Medio
siglo después de su primera edición, vuelve a imprimirse La Serpiente del
Paraíso, uno de los libros más profundos e importantes de Miguel Serrano, mi
padre, en el cual relata su búsqueda por las ciudades, valles, ríos sagrados,
altas cumbres, templos y “ashrams” de la legendaria India. Vivió allá por diez
años como un peregrino más, pero no cualquier peregrino, pues en realidad tenía
la sagrada misión de encontrar el Monte Kailás en algún recóndito lugar del alto
Himalaya, cercano a la frontera con el Tíbet. En el interior de ese monte
estarían los Guías de la orden a la cual perteneció mi padre, quienes eran
poseedores de antiguas sabidurías y las lenguas olvidadas de los atlantes, o
quizás de sus antecesores.
Fue
aquel un viaje místico que se realizó por el mundo exterior e interior, y
aunque tuve la fortuna de acompañarlo junto a mi madre y hermanos durante un
extenso periplo por esa nación, era yo demasiado joven para darme cuenta de la
real importancia de su paso por India. Pero luego, con el devenir del tiempo,
vendría a descubrir esta trascendencia y su “dimensión cuasi cósmica”, como se
podría decir. Artículos en la prensa de Nueva Delhi, libros de swamis como
Bhagwan Shree Rajneesh, lo mencionaban con profundo respeto y admiración. Fue
realzado mucho más en el extranjero que en su propio país, situación que no me
parece extraña conociendo ciertos rasgos muy típicos de Chile, sobre todo su
tacañería intelectual.
Ahora
entiendo con absoluta claridad que él fue un chileno -diplomático por añadidura-,
que se identificó, como muy pocos han logrado hacerlo, con las costumbres,
religión, filosofía y mitología hinduistas. Sin embargo, cuando vivíamos en
India era simplemente mi padre, el hombre y el amigo a quien tanto quise, y que
ahora me visita en sueños. Y regresan a mi mente aquellos viajes que realizamos
juntos, como si el tiempo se hubiese detenido por unos instantes…
Recuerdo
que en una ocasión nos dirigimos en automóvil hacia Rishikesh, a orillas del
Ganges, puerta de entrada hacia el alto Himalaya donde residen las deidades
Shiva y Vishnú. Era muy temprano por la mañana y un Sol inmenso aparecía en el
horizonte para entibiar el paisaje. Pronto el calor comenzaría a caer desde el
cielo, surgiendo también desde las profundidades mismas del suelo polvoriento.

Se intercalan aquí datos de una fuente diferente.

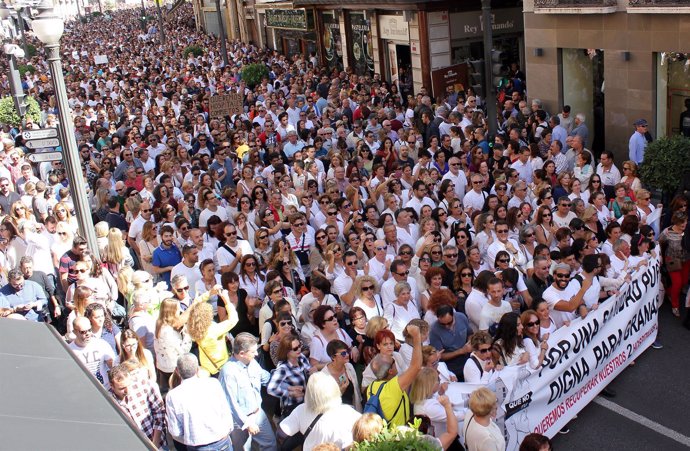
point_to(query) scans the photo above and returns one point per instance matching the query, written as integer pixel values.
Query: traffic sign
(45, 156)
(41, 143)
(42, 133)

A esa temprana hora se observaba una caravana permanente de hombres, mujeres,
camellos y carretas, desfilando por el borde del camino ante nuestros ojos
atónitos. Un paisaje externo que se repetiría mil veces durante el largo
peregrinaje de mi padre por India.
Ya
en Rishikesh conoceríamos al Swami Sivananda y su famoso “ashram”. En
anteriores visitas el Swami le había contado a mi padre sobre sus experiencias
en el sagrado Kailás, mencionando que en el monte propiamente tal no había
ningún monasterio habitado por seres especiales, como brahmanes y siddhas;
ninguna sombra extraordinaria, ninguna luz singular emanaba desde la montaña.

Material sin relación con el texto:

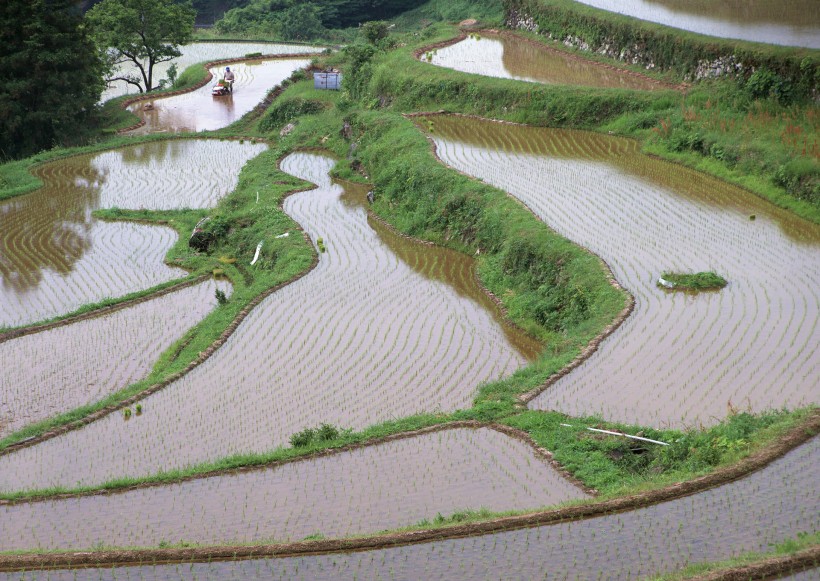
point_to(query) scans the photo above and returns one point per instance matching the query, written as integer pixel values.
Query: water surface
(765, 508)
(199, 110)
(384, 327)
(387, 486)
(204, 52)
(55, 257)
(786, 22)
(515, 58)
(679, 359)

Aunque éstas deben haber sido palabras decepcionantes, no impidieron que mi
padre continuara su búsqueda a lo largo y ancho de la India milenaria con el
propósito de encontrar una entrada que le permitiera acceder a esa otra
dimensión, donde él creía que habitaban los gigantes y los héroes de antaño.
Apropiado
es recordar todo aquello en estos momentos, cuando se cumple un lustro desde su
partida hacia las estrellas y el firmamento.